FBX23 Activators

FBX23 activators, through their influence on protein synthesis and degradation pathways, indirectly enhance the functional activity of FBX23. Compounds such as Cycloheximide and Tunicamycin disrupt protein folding and glycosylation, respectively. This disruption leads to an increased pool of misfolded proteins, which could enhance the demand for FBX23-mediated ubiquitination as the cell seeks to maintain proteostasis. Similarly, proteasome inhibitors like MG132, Epoxomicin, Bortezomib, and Lactacystin increase the level of ubiquitinated proteins within the cell by preventing their degradation. This accumulation can signal a need to upregulate the ubiquitination process, enhancing the activity of ubiquitin ligases such as FBX23. In the case of MLN4924, by inhibiting NEDD8-activating enzyme, the drug can cause an increase in the substrates available for ubiquitination, which might indirectly stimulate the activity of F-box proteins including FBX23. PYR-41, although an inhibitor of ubiquitination, could also result in a feedback mechanism that enhances FBX23's role in a stressed cellular environment.

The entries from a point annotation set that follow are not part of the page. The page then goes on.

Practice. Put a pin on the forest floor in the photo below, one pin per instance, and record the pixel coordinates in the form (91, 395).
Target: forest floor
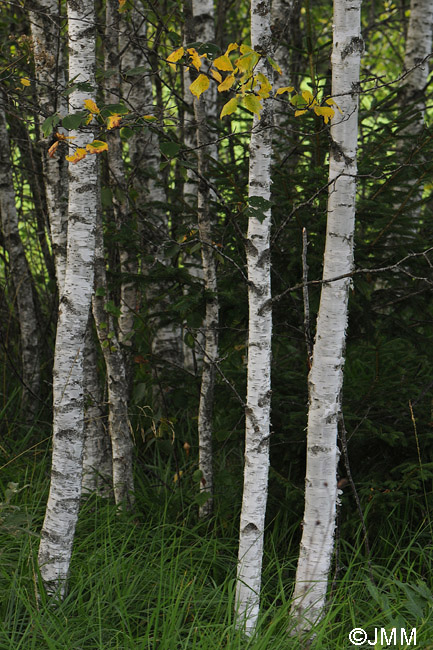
(161, 580)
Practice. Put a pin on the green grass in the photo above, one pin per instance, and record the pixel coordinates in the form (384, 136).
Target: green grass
(160, 580)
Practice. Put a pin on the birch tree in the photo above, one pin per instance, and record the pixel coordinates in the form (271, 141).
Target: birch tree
(326, 375)
(257, 412)
(21, 277)
(58, 529)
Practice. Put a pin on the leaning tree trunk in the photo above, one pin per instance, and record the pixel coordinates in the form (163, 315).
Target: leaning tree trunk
(326, 375)
(68, 425)
(210, 325)
(21, 277)
(257, 412)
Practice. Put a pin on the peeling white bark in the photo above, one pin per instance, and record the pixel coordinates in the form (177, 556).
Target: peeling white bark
(58, 530)
(21, 277)
(257, 412)
(210, 325)
(326, 375)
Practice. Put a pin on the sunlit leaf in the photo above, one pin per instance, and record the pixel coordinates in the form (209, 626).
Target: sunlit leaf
(252, 104)
(325, 112)
(285, 89)
(229, 108)
(265, 86)
(231, 48)
(223, 63)
(199, 85)
(79, 154)
(331, 102)
(97, 146)
(308, 97)
(52, 150)
(113, 121)
(91, 106)
(216, 75)
(175, 56)
(227, 83)
(196, 59)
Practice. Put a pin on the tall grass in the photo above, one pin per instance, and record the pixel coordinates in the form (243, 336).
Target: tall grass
(161, 580)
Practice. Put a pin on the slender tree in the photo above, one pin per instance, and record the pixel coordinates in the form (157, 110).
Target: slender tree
(257, 412)
(20, 274)
(326, 375)
(58, 529)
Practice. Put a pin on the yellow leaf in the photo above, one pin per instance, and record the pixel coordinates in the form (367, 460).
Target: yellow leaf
(252, 104)
(91, 106)
(175, 56)
(285, 89)
(325, 112)
(223, 63)
(97, 146)
(199, 85)
(229, 108)
(231, 48)
(227, 83)
(265, 86)
(308, 97)
(52, 150)
(216, 75)
(78, 155)
(331, 102)
(196, 60)
(113, 121)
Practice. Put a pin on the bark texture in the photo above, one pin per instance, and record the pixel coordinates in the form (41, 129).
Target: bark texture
(210, 325)
(326, 375)
(21, 277)
(68, 426)
(257, 413)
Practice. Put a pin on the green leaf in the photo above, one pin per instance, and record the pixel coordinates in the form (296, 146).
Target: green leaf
(229, 108)
(49, 124)
(201, 498)
(73, 121)
(169, 149)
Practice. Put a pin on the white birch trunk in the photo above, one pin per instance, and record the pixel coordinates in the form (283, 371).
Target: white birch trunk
(257, 412)
(21, 277)
(97, 465)
(68, 426)
(326, 375)
(118, 419)
(199, 26)
(210, 325)
(47, 41)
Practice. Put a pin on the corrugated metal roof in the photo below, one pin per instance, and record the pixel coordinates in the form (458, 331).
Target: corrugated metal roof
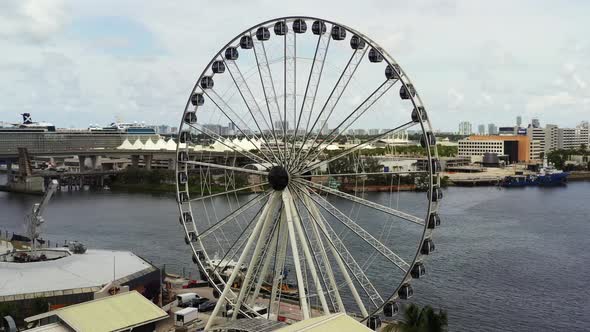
(113, 313)
(335, 322)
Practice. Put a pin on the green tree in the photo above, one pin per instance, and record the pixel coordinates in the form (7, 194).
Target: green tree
(418, 319)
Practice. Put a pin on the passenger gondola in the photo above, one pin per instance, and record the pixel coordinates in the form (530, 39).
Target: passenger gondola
(405, 93)
(280, 28)
(207, 82)
(246, 42)
(427, 247)
(418, 270)
(262, 34)
(218, 67)
(299, 26)
(318, 28)
(421, 111)
(197, 99)
(338, 32)
(375, 56)
(406, 291)
(357, 43)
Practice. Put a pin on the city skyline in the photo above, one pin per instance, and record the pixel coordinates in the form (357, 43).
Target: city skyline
(76, 64)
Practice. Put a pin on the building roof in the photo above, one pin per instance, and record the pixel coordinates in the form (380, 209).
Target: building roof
(81, 272)
(334, 322)
(114, 313)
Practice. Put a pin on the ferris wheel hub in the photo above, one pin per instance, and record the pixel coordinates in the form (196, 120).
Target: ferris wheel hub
(278, 177)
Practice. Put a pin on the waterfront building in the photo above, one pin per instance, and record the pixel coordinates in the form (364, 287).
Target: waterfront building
(465, 128)
(481, 129)
(128, 311)
(492, 129)
(69, 277)
(516, 148)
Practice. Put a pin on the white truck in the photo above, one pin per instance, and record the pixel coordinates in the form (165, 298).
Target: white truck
(186, 298)
(185, 316)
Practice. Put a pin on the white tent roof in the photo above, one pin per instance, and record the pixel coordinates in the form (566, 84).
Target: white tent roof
(150, 145)
(137, 145)
(126, 145)
(171, 145)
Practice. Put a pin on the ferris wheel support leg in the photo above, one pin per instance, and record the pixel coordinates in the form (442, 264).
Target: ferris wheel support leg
(221, 303)
(288, 202)
(280, 258)
(309, 259)
(267, 225)
(262, 274)
(341, 265)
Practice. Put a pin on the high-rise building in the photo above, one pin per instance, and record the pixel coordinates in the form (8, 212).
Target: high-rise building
(492, 129)
(481, 129)
(465, 128)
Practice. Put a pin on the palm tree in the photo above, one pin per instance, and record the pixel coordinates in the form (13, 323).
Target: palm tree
(418, 319)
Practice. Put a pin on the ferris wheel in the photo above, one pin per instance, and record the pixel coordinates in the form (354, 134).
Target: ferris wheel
(276, 164)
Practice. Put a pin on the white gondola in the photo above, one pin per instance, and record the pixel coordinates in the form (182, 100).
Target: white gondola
(262, 34)
(416, 112)
(280, 28)
(318, 28)
(357, 43)
(231, 53)
(218, 67)
(197, 99)
(427, 247)
(299, 26)
(338, 32)
(207, 82)
(407, 93)
(246, 42)
(375, 56)
(392, 72)
(405, 292)
(418, 270)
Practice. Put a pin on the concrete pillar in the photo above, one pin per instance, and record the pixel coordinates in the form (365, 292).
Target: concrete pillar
(93, 162)
(134, 161)
(82, 162)
(147, 160)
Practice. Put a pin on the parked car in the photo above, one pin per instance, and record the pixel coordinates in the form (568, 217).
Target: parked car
(207, 306)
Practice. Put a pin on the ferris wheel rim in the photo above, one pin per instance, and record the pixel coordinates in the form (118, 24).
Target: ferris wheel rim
(416, 101)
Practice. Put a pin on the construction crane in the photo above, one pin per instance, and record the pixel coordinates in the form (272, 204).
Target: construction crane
(35, 219)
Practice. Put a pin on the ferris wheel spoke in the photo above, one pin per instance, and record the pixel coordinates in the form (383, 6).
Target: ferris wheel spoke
(270, 94)
(357, 147)
(234, 214)
(260, 244)
(250, 101)
(224, 108)
(334, 97)
(253, 236)
(313, 83)
(351, 118)
(287, 203)
(290, 84)
(258, 185)
(361, 232)
(308, 257)
(362, 201)
(221, 140)
(343, 258)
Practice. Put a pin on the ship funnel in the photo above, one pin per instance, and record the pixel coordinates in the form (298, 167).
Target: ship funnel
(27, 118)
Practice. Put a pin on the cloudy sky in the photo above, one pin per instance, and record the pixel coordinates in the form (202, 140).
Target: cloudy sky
(79, 62)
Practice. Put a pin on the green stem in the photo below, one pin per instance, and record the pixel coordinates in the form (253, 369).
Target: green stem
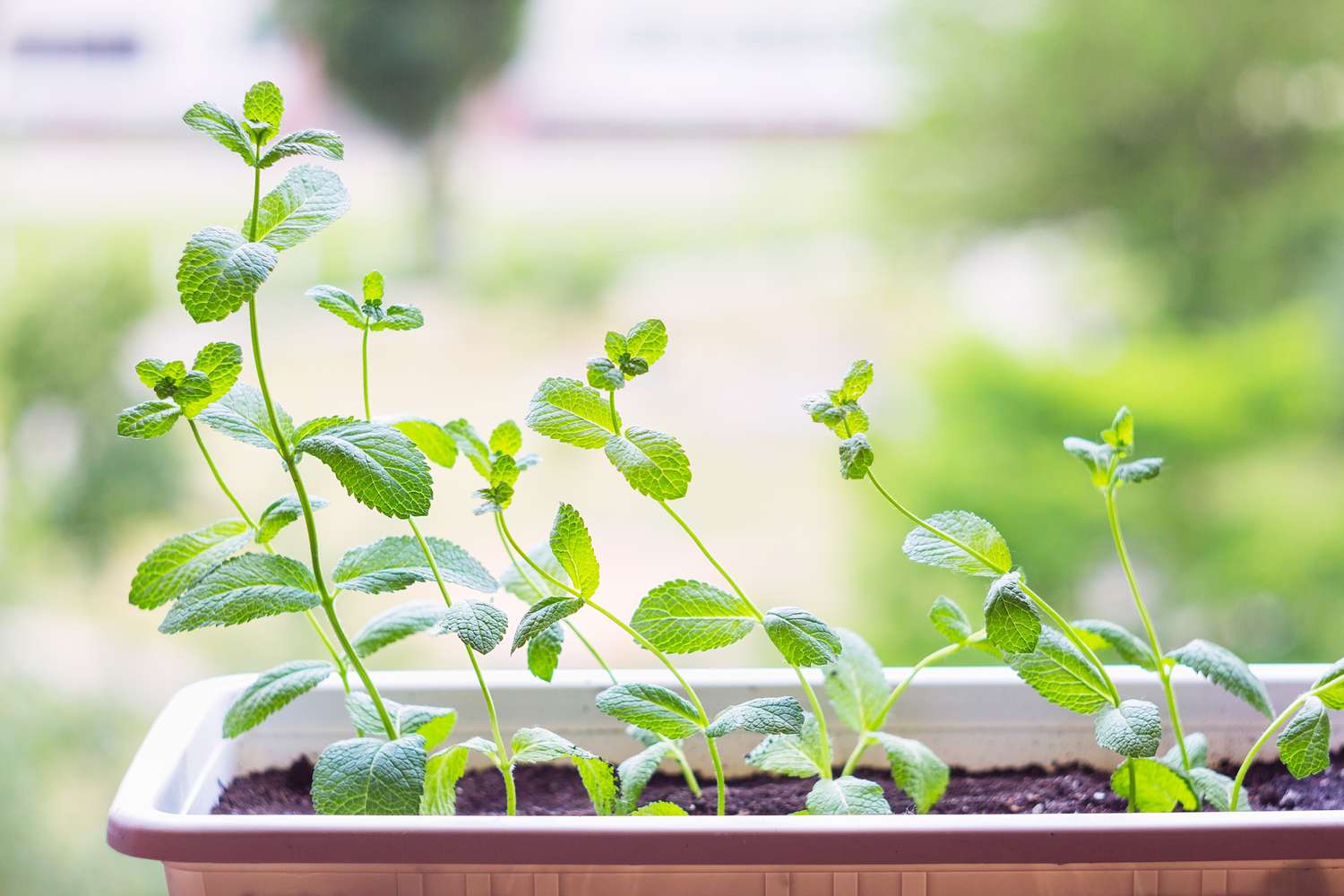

Thalidomide and its derivatives exert their effects by targeting certain proteins for degradation; the altered levels of these proteins can indirectly affect the ubiquitination cycle, heightening the role of FBX23 in this process. Furthermore, oxidative stress inducers like the oxidized form of glutathione and sodium arsenite can lead to protein misfolding, which may subsequently increase the requirement for FBX23-mediated ubiquitination.